El último invento recaudatorio: el peaje urbano
Cada vez es más evidente que el discurso medioambiental se ha convertido en la coartada perfecta para seguir expoliando a los ciudadanos a través de nuevos impuestos, como demuestra la nueva Ley de Movilidad Sostenible, que permite a los ayuntamientos establecer peajes urbanos y bajas tasas de ocupación. Ya entendemos por qué nuestras ciudades están llenas de cámaras y sensores por todas partes, una inversión a recuperar.
Hasta ahora hemos interiorizado, con una mezcla de resignación y obediencia cívica, el sistema de pegatinas medioambientales, esa pequeña insignia en el parabrisas que, como una letra escarlata moderna, determina si eres digno de conducir o si debes quedarte confinado en tu barrio reflexionando sobre tus pecados de combustión interna. Pero no fue suficiente porque si algo ha demostrado la historia es que, para la administración, nunca es suficiente.
Ahora, además de clasificarte, etiquetarte y señalarte, te cobrarán, porque el problema no era sólo la contaminación, sino que no se gravaba suficientemente la conducción y hay que reducir la congestión en la ciudad. Y eso, en un país donde los impuestos sobre carburantes, seguros, mantenimiento, ITV, aparcamiento regulado, matriculación, IVTM, IVA e ITP en la compra del vehículo y tasas de la DGT, parecen insuficientes para la voracidad recaudatoria de la administración. Y así, poco a poco, se consolida la idea de que el ciudadano no es un sujeto de derechos, sino un cajero automático que, por moverse, respirar, trabajar, consumir, es susceptible de ser gravado y, si es necesario, cobrado dos, o tres veces.

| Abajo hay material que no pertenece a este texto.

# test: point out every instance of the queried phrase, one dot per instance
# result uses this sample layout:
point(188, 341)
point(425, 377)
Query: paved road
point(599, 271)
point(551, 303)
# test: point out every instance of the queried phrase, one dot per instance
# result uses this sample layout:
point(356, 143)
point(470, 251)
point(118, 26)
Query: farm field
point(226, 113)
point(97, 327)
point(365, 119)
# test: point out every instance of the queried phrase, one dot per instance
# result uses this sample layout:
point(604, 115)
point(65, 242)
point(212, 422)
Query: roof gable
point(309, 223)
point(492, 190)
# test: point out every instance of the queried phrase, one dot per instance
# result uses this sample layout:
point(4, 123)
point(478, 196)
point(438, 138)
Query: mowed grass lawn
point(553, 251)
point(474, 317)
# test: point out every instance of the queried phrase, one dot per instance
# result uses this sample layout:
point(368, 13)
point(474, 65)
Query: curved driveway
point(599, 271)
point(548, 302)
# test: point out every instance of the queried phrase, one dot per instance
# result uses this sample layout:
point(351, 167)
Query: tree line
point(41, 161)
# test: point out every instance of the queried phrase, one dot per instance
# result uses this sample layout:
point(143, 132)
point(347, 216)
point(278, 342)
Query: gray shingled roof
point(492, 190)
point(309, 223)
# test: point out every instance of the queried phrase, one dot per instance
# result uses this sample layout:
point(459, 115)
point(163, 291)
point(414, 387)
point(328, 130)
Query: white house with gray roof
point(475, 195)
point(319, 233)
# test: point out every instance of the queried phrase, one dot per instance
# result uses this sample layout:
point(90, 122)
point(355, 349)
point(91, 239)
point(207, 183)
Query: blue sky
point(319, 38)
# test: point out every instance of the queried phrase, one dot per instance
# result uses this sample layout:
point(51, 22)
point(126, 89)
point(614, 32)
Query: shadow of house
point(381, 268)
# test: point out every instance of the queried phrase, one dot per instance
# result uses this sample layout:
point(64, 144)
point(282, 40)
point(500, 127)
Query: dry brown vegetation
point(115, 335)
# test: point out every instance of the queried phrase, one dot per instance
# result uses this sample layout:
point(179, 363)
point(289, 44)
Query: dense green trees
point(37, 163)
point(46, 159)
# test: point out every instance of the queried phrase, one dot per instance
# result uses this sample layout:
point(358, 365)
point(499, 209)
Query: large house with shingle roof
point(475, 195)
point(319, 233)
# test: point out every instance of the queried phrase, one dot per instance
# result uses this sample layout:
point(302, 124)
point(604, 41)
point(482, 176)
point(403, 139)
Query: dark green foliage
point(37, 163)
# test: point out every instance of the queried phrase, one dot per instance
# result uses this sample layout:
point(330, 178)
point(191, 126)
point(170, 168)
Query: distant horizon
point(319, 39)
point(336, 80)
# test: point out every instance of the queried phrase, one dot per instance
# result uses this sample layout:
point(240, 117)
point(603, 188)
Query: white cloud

Porque si el objetivo fuera verdaderamente medioambiental, cabría esperar inversiones masivas en transporte público eficiente, barato y puntual o en infraestructuras alternativas reales, pero eso requiere planificación, gestión y responsabilidad mientras que cobrar por entrar en una calle, en cambio, sólo requiere una ordenanza y una cuenta corriente.
Lo más admirable del asunto es la naturalidad con la que se presenta, como si fuera lo más lógico del mundo pagar por circular por una vía pública ya financiada con impuestos o como si el espacio urbano fuera ahora un club privado al que se exige acceder previo pago. Quizás el siguiente paso sea poner torniquetes en las aceras o un abono mensual para cruzar, de vez en cuando, determinadas calles emblemáticas.